To Grow You Need To Change

Change can be seen to be a scary thing; we are comfortable with familiarity we all like having things stay the same around us including the same routines, rhythms and daily rituals. If you are not sure you do ask yourself the following questions. The Red Chair

  • What time did you get up this morning?
  • What did you do next?
  • Did you have breakfast?
  • What did you have?
  • Do you have a favourite chair to sit in?
  • What about a favourite café?
  • Do you get annoyed when the supermarket changes its layout?

Let’s face it we like the routine rituals we have established, we find comfort in them.

The most difficult aspect of change is the process in which it happens. It can mean moving on from friends, family and existing support networks, but there can be new and exiting prospects ahead. Often the provision for the next step of the journey is only received after the journey has been started.

It is important to hold onto your values throughout the process of change and if you need to talk it over do so. If you need to find out what your vision is read Unlocking Your Vision.

We all like to be comfortable but to grow we need to change.

Paul S Allen

Appoint Staff With Care

Playing favourites may be OK in horse racing but in leadership it can lead to the destruction of relationships and distrust among those you are leading. Appointing leaders on a “flavour of the month” basis will not advance the organisation, but will see people burn-out because they are being given roles they are not equipped, prepared or are ready to carry.

When you need to appoint someone to a position in your organization what do you do?

The primary thing to do is to clearly define what the role is and what is expected of the role, then look for the person with the right skill-set to best fulfill that role. This may be from your inner circle of people but make sure that the process is transparent, if you need to look wider do so.

Be careful when appointing friends to positions of responsibility, you need to ask the question am I prepared to lose a friend. Establish very clear boundaries, job descriptions, expectations. Get these in writing, and stick to them. Let business be business and friendship be friendship. The closer the relationship is the more important it becomes to define boundaries.

There is a saying that the cream always rises to the top, but in some processes it is the rubbish that rises, In refining gold it is the slag and low grade metal that floats the gold stays underneath.
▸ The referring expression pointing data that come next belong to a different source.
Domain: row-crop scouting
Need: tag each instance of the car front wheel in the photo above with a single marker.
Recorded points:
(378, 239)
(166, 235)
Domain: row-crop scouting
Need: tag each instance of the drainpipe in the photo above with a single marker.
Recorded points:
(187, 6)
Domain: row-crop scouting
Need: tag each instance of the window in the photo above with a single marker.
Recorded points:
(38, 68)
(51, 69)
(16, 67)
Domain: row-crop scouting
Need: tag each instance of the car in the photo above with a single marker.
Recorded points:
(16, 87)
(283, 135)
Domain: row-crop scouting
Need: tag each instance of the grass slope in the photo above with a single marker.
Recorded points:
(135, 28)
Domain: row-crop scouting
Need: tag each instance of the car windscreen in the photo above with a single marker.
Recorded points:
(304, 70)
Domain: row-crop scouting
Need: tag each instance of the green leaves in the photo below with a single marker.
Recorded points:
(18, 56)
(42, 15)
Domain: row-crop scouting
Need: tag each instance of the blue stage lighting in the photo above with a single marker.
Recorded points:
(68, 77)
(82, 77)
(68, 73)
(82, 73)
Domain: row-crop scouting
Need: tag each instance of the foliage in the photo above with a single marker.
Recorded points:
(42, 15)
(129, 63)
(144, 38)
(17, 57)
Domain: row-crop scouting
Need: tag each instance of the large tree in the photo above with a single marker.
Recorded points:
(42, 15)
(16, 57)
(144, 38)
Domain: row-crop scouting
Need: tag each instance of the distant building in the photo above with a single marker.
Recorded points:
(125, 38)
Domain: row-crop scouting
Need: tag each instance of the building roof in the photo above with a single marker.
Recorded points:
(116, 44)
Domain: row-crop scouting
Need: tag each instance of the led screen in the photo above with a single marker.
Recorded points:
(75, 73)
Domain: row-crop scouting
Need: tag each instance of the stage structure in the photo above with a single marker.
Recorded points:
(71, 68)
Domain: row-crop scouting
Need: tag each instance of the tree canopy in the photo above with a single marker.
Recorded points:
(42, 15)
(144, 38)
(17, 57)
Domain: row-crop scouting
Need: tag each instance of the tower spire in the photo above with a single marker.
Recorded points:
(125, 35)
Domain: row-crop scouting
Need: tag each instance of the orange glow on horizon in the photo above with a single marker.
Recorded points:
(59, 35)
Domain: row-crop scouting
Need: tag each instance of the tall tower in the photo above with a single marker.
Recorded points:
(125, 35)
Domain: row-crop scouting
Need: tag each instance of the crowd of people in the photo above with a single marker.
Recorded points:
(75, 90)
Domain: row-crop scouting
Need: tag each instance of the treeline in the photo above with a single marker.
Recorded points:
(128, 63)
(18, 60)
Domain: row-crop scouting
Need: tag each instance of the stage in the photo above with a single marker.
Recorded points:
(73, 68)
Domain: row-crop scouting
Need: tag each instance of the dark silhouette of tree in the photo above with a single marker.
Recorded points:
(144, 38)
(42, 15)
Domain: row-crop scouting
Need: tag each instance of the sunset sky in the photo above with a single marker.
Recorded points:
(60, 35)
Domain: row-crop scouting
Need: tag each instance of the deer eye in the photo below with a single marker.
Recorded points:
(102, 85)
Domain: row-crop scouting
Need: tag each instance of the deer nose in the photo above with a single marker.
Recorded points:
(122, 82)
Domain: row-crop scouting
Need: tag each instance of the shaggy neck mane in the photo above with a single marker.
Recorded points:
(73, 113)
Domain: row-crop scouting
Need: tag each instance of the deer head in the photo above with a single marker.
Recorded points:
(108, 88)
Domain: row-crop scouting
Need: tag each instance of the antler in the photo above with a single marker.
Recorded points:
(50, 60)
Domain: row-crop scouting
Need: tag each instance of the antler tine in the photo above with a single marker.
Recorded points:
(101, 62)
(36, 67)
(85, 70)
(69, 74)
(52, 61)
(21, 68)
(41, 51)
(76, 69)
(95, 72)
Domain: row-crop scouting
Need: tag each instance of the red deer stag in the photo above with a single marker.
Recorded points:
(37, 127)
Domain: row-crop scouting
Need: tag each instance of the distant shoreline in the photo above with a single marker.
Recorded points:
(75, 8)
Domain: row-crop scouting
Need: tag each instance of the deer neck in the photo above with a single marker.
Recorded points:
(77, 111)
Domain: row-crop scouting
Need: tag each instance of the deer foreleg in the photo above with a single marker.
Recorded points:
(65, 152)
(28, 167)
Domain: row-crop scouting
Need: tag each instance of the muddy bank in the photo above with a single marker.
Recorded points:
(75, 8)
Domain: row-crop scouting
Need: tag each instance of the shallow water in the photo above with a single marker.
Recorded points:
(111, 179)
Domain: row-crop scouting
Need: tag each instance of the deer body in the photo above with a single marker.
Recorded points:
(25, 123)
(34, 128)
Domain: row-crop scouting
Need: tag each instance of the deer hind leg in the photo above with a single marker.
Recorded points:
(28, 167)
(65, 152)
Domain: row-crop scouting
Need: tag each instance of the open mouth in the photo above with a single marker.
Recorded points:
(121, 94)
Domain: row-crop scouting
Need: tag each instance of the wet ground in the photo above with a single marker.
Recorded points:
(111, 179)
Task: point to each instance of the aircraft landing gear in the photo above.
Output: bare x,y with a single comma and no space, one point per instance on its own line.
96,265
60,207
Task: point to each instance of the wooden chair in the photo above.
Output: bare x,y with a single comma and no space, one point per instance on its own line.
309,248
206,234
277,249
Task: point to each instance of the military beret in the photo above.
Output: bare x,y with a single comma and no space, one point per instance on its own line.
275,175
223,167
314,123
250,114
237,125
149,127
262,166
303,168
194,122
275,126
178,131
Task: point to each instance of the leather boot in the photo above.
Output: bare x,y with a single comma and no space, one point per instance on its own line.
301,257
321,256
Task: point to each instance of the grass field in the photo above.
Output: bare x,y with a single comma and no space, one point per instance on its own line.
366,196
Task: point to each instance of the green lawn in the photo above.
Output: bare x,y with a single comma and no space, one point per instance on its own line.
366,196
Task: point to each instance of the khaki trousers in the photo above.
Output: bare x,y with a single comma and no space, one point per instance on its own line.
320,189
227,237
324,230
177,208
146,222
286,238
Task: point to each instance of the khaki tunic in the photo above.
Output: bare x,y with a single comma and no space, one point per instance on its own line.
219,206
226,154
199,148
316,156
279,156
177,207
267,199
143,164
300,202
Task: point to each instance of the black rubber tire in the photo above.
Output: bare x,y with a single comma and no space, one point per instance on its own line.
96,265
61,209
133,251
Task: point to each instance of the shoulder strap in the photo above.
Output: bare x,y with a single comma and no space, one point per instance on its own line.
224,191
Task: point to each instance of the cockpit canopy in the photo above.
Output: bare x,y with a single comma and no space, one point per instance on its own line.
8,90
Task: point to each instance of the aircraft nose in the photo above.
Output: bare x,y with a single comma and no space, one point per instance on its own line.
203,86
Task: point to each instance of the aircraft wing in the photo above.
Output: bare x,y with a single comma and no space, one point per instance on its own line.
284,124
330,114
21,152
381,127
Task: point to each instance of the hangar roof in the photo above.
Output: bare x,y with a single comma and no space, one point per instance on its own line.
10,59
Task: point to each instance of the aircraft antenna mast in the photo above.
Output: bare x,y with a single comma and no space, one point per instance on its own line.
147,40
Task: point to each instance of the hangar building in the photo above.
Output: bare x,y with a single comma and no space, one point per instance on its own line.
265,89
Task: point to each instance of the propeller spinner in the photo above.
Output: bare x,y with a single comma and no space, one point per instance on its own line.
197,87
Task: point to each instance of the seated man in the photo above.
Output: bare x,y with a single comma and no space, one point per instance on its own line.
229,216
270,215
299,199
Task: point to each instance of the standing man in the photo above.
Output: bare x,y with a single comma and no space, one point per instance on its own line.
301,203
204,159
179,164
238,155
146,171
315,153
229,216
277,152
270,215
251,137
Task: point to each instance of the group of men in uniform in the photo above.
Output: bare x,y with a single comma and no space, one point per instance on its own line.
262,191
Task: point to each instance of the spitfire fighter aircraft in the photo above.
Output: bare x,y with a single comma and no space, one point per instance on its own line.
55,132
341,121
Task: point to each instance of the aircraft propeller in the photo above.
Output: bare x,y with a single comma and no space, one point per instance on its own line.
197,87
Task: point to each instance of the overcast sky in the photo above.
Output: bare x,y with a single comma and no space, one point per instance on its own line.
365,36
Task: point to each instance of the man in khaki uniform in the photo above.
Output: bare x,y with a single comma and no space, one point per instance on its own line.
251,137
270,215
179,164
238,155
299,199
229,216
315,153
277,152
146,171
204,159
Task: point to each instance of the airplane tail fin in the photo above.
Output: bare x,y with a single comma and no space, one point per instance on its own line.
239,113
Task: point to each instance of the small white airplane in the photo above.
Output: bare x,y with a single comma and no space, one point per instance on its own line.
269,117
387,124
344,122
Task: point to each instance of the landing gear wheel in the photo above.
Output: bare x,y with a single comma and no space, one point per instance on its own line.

Have a clear understanding that it needs to be the right person for the job not just the nearest person.

Do not overlook a person for a role because they are quiet or reserved, and don’t rush to appoint a person because they say the “right” things, act the “right” way or because they always agree with you, (it may just be an act, or mask, or even a search for your approval)

Do not rush into a hasty decision you may regret it and so might they. Always appoint inline with the clearly stated vision and values of the organisation. Be prepared to let the new appointed person be better than you so that they can achieve the vision. Be a significant and potential-enabling leader, do not let your own ego get in the way of the success and significance of others, even those you do not like.